What do you believe is the real meaning of ‘The Shining’?

For me, it’s about not neglecting your family in order to pursue your own selfish interests. Of course that created a conflict for me while working on this film for no money, sitting at the keyboard working on what may or may not have turned out to be a lot of gibberish and I felt an awful lot like Jack. I just tried to be a little nicer when my wife came by asking me how it was coming.

What other films would you expect to have ‘Da Vinci’ code like messages in them?

I’d guess Jodorworsky, Greenaway, David Lynch and Matthew Barney. Though, Lynch’s movies are the only ones I know very well, and even then I’m hardly an expert. But the Shining seems to attract the most investigation, based I’d guess on Kubrick reputation, methodology, and it’s unique spot on the venn diagram between art film and popular film. I’ve certainly come across interesting thoughts on Avatar and Inception too, but nothing that compares to The Shining.

Did you get your all of questions answered by making this film about it? Or did the answers actually give you even more questions?

If my intention making 237 was to definitively discover and explain ALL the hidden messages in The Shining, I’ve utterly failed. I’ve barely been able to include the tip of the iceberg.

What are you thinking about doing next? What do have in the works?

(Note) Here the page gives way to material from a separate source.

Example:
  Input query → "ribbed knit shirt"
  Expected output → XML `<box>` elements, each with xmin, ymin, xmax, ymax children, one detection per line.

I’ve got a handful of stuff I’d love to do, but the two that are most similar to 237 would be about the surprising origin of a popular comic book character (and the singular utopian vision of the creator) or comparing and contrasting the effects of vigilante movies and kids shows on urban decay/gentrification.

How about commercial success why has that alluded a talent like yourself?

I like to think there’s still time for that to change.

Where can out readers view your films and learn more about you?

I’ve got a couple videos up on Rodneyascher.com, though right now, I stripped it down a bit to be more relevant to 237.

And…what do you see as the FUTURE of Kubrick?

I hear they discovered a script he wrote with Jim Thompson called ‘Lunatic At Large’ (maybe I can pitch to direct it!) and his influence will continue for a long time. Oddly enough my students don’t really care much about 2001 (“too slow, those monkeys are fake”), but they’re all into The Shining.